A cruel joke after 98 miles on your feet - a climb to Robie Point.

Finally - a finish line.

Getting THAT buckle. I don't look too bad after a 100 miler, even slow:)

It was a good time. I am glad I did it. And I will do it again and again.


Anonymous said...

Glad you are back. And that the positive attitude and upbeat personality we all love are back too. The time away has done you good. Sounds like you got things in perspective. Looking forward to hearing about the vacation.

rick said...

You looked great in your finish line pictures, smiling and aware. I can't wait to do it again either:) I had an amazing time that not even a disappointing finish could ruin. Can't wait.

Jack said...

Great pictures, thanks for sharing. Sounds like you are ready to get ready for the next race.

robtherunner said...

I'm glad to have you back and to hear that you have at least some partial closure on WS.

backofpack said...

Olga, it's good to have you back and see your comments popping up everywhere! I've missed hearing from you.

Sounds like you've gained good perspective on the race, and on running in general. You know, we do love you for your dynamic personality and your enthusiasm and for just plain being you.

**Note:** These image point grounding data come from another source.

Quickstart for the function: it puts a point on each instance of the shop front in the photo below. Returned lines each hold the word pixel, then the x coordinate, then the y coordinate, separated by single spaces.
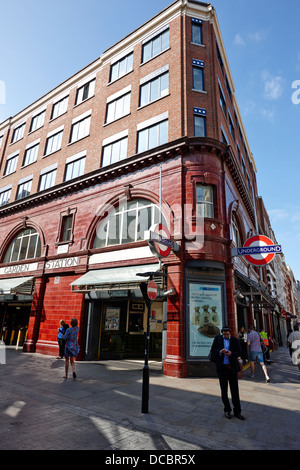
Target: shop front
pixel 116 312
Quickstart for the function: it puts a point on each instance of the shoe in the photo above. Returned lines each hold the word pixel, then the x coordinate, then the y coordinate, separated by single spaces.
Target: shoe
pixel 239 416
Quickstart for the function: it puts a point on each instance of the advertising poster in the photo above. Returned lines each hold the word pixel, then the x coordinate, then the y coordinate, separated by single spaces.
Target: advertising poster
pixel 205 317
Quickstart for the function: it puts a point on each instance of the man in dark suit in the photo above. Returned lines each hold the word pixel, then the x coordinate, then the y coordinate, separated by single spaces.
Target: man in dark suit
pixel 227 352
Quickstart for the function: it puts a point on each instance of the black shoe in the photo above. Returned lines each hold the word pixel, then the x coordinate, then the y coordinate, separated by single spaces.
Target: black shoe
pixel 239 416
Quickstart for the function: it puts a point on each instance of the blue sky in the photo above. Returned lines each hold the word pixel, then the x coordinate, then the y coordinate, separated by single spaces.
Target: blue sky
pixel 43 43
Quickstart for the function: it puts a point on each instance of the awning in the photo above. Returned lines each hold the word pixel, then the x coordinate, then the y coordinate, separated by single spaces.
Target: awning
pixel 115 278
pixel 17 285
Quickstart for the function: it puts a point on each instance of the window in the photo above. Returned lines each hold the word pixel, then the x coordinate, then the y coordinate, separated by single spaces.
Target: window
pixel 37 121
pixel 118 108
pixel 154 89
pixel 235 233
pixel 122 67
pixel 11 163
pixel 85 92
pixel 198 75
pixel 47 178
pixel 18 133
pixel 80 129
pixel 204 198
pixel 26 245
pixel 153 136
pixel 127 223
pixel 31 154
pixel 60 107
pixel 196 31
pixel 67 224
pixel 199 122
pixel 156 44
pixel 53 142
pixel 5 195
pixel 74 168
pixel 114 152
pixel 24 188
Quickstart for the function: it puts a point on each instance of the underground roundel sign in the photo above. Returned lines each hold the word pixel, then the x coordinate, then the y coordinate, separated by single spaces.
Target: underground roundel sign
pixel 260 250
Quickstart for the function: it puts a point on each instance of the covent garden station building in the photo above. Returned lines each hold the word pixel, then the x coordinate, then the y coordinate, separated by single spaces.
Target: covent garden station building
pixel 145 142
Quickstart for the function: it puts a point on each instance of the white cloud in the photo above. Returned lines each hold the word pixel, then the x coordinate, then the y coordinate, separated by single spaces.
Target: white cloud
pixel 273 85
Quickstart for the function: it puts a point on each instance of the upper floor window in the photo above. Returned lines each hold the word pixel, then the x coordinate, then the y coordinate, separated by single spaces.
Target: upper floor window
pixel 205 201
pixel 31 154
pixel 11 163
pixel 75 166
pixel 53 142
pixel 60 107
pixel 156 44
pixel 18 133
pixel 24 187
pixel 80 128
pixel 127 223
pixel 26 245
pixel 197 31
pixel 5 195
pixel 85 92
pixel 198 75
pixel 114 151
pixel 121 67
pixel 152 135
pixel 154 87
pixel 118 107
pixel 199 122
pixel 37 121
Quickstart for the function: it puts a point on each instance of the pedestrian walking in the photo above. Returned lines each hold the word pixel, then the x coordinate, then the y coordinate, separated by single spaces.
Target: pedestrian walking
pixel 60 338
pixel 254 343
pixel 227 353
pixel 71 346
pixel 294 342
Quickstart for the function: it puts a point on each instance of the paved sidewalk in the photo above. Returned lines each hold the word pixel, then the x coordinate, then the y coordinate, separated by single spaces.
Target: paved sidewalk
pixel 101 409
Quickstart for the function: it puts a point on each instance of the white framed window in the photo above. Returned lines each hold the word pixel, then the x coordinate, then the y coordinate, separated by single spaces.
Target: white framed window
pixel 85 91
pixel 11 163
pixel 75 166
pixel 156 44
pixel 37 121
pixel 31 153
pixel 54 140
pixel 18 133
pixel 205 201
pixel 80 128
pixel 118 107
pixel 60 107
pixel 154 88
pixel 5 195
pixel 24 187
pixel 121 67
pixel 47 177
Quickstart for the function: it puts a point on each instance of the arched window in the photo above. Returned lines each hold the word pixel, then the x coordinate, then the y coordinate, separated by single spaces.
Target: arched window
pixel 127 223
pixel 235 233
pixel 26 245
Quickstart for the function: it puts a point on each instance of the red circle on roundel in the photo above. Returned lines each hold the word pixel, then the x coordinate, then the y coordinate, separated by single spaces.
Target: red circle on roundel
pixel 152 290
pixel 259 259
pixel 162 250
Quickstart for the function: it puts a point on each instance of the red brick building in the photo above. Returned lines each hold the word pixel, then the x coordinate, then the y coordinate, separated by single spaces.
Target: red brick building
pixel 152 124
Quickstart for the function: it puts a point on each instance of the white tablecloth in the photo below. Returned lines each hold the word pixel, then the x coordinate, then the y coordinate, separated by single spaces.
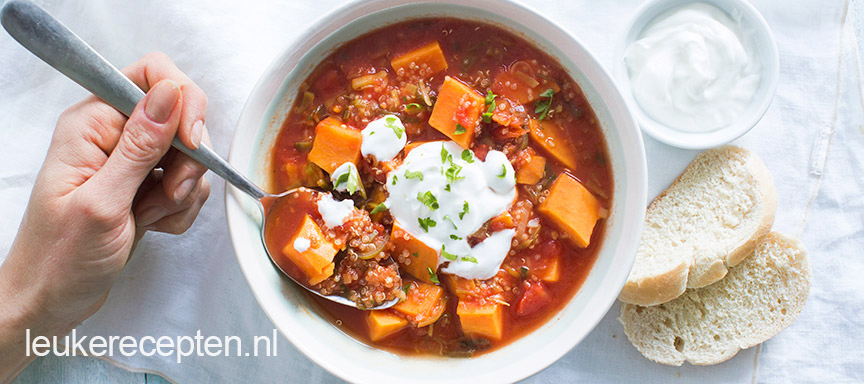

Can't wait to read about your vacation!

TryAthlete said...

I'm glad you have some sense of closure. Good luck for the next race. You should have a shirt with this on the front!

Donald said...

Good for you Olga. I'm glad you have made some peace with this race, since it seems to be a big part of who you are.

Keep posting about WS as long as you want to - I enjoy hearing all about it!

Sarah said...

If you aren't lovin' it, what's the point!? Your opinion is the only one that matters for you. Glad you're back!
: )

Timber said...

I just recently started reading your blog, and could not wait for you to start writing again. You are an inspiration!

Travis said...

Great pictures!! I wish you all the best in your upcoming event!

angie's pink fuzzy said...

glad to 'hear' from you. sounds like you had some good introspective time to think about it all. there are so many questions to think about! your pics are great, as always.

mtnrunR said...

Great job Olga. How did you find out you had the Placebo so quickly? I haven't heard which group I was in. I too had no soreness after two days. I am curios now. Maybe my training wasn't all that bad either.

Marshall said...

Hey, thanks for visiting my blog and leaving comments. And thanks for the great race reports. Lots of great insight into the ultra experience, and great reading. Take care!